As always, I'm at least marginally disappointed because Klosterman is spawning imitators without anyone who's really getting it right. When he's on, he's still absorbing and infinitely readable, if only sporadically thought-provoking: at least half of the profiles in here are inspired (on the weirdness of Val Kilmer, the unexpectedly self-contradictory Jeff Tweedy, etc.), most of the stoned rambling that gets labeled "Chuck Klosterman's America" in "Esquire" is at least mildly amusing, and the previously unpublished, autobiographical novella at the end is rancidly revealing about the titanic levels of depression, self-loathing and condescension vaguely spotted in Klosterman's other work. I read this during interstitial moments on vacation — in the backs of cars while others were driving, sitting on porches and waiting for others, sitting through thunder-storms — and it never failed to suck me in. There's no doubt Klosterman's done a remarkable job of translating his personal voice to the page, and that voice is an interesting one.

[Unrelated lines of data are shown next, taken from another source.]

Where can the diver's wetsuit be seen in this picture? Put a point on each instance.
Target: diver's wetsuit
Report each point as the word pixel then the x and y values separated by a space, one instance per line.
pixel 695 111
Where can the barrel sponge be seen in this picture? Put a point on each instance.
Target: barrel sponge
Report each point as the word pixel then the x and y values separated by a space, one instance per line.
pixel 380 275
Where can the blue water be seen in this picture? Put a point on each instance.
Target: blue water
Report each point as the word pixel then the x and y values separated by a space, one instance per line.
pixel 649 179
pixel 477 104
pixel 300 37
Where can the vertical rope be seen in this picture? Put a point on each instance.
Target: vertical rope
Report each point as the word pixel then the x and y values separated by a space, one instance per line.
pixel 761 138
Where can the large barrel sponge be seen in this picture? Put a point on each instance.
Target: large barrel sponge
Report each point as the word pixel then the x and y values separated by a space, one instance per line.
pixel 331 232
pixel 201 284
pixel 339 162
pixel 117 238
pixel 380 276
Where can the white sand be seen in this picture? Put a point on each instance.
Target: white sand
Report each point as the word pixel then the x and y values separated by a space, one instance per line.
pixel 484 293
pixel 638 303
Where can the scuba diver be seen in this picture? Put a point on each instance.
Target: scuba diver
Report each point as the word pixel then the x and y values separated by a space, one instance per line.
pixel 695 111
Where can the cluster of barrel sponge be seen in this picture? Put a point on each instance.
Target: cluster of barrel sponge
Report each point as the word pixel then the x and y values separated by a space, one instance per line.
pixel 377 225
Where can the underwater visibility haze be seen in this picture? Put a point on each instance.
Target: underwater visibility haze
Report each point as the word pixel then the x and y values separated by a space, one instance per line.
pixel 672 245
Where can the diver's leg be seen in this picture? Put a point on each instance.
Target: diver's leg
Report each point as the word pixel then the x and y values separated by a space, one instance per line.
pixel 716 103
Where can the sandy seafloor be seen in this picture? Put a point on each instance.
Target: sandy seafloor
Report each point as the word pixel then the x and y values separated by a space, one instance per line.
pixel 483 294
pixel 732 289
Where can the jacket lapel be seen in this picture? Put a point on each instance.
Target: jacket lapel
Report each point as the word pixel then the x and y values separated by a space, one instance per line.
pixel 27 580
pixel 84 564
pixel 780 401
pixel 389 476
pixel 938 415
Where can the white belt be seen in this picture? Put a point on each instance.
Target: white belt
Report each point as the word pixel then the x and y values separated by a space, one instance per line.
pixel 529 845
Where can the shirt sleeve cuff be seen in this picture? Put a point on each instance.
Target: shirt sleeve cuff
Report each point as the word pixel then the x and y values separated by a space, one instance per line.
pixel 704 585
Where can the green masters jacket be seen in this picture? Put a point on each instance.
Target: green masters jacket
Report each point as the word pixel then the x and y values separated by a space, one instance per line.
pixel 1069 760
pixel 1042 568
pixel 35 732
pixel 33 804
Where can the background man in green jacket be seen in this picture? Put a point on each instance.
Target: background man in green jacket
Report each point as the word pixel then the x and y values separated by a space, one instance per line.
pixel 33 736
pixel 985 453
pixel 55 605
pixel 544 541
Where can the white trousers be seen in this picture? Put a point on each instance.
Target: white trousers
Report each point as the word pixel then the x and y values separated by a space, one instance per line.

I'm just not sure if it's good for us, and I'm increasingly unnerved by Klosterman's seemingly unconscious insistence on the importance of cultural homogeneity. Coincidentally, I was reading Bruce Weber's rude anti-eulogy for Fellini, published a few days after his death in The New York Times, and was particularly unnerved by the bit that ran "It's almost impossible, given that art takes time to get your mind around, not to be middlebrow — or worse — right now." There's nothing obscene about this statement — the older I get, the more actively I try to avoid talking about movies/music/books with people who don't care about them, because there's so many things to talk about if you're a generally intelligent person with coincidentally shitty taste — but the aggression in it is the part I don't get, in Weber and in Klosterman. Aggressive mediocrity rules the culture; why must it additionally insist that everyone else is wrong?
(August 18 - 21)

Bright Lights, Big City - Jay McInerney - At 182 widely-spaced pages, McInerney's much-derided tome barely cracks the novella boundary; it's breathless, trashy subway reading, perfect for 2 or 3 late-night commutes. If you can ignore the fact that McInerney, along with Bret Easton Ellis, has become a sniggering synonym for everything loathsome about the '80s — coke-addled rich kids seemingly unaware of how lucky or spoiled they were basking in self-pity and brand names — this holds up shockingly well (this despite a second-person narration that implicitly invites "you" to relate). McInerney's sharp, self-lacerating wit is what makes it work: "You are a republic of voices tonight. Unfortunately, that republic is Italy." What's not to like? As insightful for its now-dated look into the (unnamed) "New Yorker" fact-checking department as anything, Bright Lights is as funny, bright and enjoyable as it is shallow and solipsistic. A guilty pleasure, but of the most well-crafted kind. Check it out, seriously.